2016 Orange Summer Wheat Ale
- 5.75 lbs. white wheat malt
- 2.5 lbs. 2-row malt (Great Western Malting Co.)
- 0.5 lbs. 10° L crystal malt
- 0.25 lbs. rice hulls
- 1.25 oz. Mt. Hood hops pellets (5.75% alpha, 30 minute boil)
- 1 pkg. American Hefeweizen Ale yeast (White Labs WLP320), prepared in 1.25 L starter
- Zest of 3 medium to large oranges (1 navel, 2 Valencia), steeped in a few ounces of vodka
- The day before brewing, I made a starter of 1.25L water and 125 g of light DME. I added the yeast culture, and let it run for around 20 hours.
- I mashed in with 3.6 gallons of water at 164.5°, to hit a mash temperature of 152°. The temperature was down to 149.5° after 40 minutes.
- After 60 minutes, I added 1.25 gallons of water at 185°, which raised the mash temperature to 154°. I let it sit for 10 minutes, vorlaufed, and collected the first runnings.

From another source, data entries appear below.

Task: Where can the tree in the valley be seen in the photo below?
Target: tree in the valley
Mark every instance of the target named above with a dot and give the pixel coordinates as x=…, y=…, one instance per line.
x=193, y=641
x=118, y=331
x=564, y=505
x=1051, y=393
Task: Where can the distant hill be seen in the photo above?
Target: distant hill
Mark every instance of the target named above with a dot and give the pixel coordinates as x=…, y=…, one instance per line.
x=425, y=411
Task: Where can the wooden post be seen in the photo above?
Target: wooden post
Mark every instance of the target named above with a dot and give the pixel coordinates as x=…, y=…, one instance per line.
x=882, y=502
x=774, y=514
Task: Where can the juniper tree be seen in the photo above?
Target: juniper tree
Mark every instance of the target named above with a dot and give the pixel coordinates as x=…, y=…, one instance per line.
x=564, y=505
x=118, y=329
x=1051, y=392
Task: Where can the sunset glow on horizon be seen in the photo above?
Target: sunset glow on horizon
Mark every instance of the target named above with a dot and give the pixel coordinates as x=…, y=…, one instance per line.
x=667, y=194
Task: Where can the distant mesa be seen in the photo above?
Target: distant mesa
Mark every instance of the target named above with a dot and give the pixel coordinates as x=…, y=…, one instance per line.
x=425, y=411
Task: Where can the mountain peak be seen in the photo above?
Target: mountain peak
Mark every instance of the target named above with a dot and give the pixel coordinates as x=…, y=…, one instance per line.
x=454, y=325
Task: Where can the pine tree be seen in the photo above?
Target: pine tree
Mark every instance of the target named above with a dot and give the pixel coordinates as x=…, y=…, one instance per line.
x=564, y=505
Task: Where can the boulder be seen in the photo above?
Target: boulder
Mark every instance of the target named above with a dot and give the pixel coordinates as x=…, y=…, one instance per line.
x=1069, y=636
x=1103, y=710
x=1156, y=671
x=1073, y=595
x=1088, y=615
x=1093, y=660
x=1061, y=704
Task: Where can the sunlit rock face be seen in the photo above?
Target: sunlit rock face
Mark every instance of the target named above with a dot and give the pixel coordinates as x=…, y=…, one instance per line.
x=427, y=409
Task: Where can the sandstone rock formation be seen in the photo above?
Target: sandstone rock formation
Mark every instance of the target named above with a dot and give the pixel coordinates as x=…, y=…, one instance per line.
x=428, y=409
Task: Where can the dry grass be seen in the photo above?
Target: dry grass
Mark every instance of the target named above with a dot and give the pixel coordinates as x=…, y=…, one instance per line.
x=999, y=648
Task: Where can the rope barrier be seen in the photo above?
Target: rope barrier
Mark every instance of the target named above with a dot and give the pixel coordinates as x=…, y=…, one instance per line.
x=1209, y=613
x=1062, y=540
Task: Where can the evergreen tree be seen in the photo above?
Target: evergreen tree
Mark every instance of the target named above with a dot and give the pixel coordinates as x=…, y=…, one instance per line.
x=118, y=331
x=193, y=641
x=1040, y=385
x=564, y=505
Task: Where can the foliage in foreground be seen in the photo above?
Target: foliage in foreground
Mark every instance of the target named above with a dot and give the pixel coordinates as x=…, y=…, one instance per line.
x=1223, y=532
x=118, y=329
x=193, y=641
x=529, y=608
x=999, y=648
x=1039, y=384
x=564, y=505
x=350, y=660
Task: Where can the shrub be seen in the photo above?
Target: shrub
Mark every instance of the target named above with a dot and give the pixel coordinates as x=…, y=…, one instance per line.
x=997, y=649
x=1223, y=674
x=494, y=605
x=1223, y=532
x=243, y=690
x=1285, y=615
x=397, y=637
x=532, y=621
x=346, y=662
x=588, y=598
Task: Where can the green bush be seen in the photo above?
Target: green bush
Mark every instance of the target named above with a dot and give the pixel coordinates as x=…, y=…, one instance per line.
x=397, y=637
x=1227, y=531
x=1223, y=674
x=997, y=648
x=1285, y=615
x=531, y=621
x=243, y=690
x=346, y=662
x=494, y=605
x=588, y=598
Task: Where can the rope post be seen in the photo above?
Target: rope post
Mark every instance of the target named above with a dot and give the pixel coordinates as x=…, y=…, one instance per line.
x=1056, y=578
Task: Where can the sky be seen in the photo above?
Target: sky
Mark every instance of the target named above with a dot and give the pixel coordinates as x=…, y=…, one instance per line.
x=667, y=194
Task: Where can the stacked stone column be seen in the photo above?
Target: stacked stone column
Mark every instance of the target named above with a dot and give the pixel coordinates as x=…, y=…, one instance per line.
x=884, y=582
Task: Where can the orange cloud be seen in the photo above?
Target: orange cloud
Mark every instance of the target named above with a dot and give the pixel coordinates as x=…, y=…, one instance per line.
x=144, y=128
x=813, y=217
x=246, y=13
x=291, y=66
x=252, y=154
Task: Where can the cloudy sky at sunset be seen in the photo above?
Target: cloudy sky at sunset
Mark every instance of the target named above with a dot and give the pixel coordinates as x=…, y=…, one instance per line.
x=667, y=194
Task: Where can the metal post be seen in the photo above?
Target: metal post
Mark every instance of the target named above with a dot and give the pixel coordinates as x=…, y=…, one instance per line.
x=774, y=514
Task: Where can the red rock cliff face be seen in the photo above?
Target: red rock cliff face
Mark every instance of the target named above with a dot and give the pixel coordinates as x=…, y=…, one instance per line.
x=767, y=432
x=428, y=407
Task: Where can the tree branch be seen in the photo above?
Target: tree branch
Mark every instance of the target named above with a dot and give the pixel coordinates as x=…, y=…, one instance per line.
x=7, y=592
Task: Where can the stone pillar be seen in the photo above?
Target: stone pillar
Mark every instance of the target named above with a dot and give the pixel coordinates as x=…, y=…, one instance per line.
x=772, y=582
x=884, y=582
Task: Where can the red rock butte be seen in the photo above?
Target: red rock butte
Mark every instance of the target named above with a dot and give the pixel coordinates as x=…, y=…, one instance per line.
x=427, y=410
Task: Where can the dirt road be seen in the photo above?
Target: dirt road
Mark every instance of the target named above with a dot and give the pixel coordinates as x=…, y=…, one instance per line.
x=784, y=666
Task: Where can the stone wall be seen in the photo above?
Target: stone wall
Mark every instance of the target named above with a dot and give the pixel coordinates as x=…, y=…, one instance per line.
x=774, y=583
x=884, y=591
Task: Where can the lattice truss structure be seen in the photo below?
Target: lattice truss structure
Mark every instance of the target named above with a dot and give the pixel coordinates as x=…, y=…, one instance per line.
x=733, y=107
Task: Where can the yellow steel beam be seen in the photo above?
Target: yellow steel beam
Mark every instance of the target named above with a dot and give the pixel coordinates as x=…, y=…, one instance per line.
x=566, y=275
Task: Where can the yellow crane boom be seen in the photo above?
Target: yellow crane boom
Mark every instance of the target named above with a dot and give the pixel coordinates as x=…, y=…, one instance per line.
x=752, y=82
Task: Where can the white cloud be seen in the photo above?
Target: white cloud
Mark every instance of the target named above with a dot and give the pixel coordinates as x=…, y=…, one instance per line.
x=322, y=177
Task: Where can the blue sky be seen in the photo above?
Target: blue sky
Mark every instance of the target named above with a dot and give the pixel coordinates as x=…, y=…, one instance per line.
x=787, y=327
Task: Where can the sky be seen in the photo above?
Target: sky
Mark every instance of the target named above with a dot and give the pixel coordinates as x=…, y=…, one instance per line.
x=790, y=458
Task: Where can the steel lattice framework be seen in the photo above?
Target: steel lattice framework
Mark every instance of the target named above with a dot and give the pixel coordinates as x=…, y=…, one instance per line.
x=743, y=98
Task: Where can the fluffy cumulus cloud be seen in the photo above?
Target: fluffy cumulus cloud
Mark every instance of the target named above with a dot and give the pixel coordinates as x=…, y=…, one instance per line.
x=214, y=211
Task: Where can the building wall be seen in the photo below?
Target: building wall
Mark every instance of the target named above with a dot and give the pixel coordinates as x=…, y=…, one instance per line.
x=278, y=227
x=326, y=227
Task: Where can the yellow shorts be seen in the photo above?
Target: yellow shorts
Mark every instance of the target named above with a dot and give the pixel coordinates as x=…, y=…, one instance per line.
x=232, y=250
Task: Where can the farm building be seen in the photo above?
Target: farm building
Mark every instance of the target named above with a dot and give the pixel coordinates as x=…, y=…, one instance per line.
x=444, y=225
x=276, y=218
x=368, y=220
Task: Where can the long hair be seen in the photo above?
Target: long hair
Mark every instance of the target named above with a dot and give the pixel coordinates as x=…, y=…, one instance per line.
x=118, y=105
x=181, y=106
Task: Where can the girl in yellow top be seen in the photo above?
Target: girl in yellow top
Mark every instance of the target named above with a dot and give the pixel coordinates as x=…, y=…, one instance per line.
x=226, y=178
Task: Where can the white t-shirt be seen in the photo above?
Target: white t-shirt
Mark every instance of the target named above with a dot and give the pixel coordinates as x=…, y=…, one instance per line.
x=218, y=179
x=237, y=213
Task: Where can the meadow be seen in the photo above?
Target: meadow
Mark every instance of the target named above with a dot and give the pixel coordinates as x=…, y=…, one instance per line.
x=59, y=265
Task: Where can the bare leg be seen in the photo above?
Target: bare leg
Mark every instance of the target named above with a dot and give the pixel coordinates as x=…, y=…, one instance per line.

Then, I added 3.75 gallons of water at 190°, and a little ice to cool the mash down, and got a temperature of 165°. I let it sit for 10 minutes, vorlaufed, and collected the rest of the runnings.
- All told, I collected 6.9 gallons of wort with a gravity of 1.036. This equates to 74% mash efficiency.
- I started the boil, and added the hops after 30 minutes. After 60 minutes total, I turned off the heat and chilled the beer to 72°. I pitched the yeast and sealed the fermenter.
- Starting gravity was 1.043, with 5.5 gallons into the fermenter. Fermentation had taken off within 12 hours. Because my fermentation chamber was currently on hold for lagering, I am fermenting this beer at ambient temperature. This means the brew is about 68°, give or take a degree.
- I brewed this up on Monday, February 9.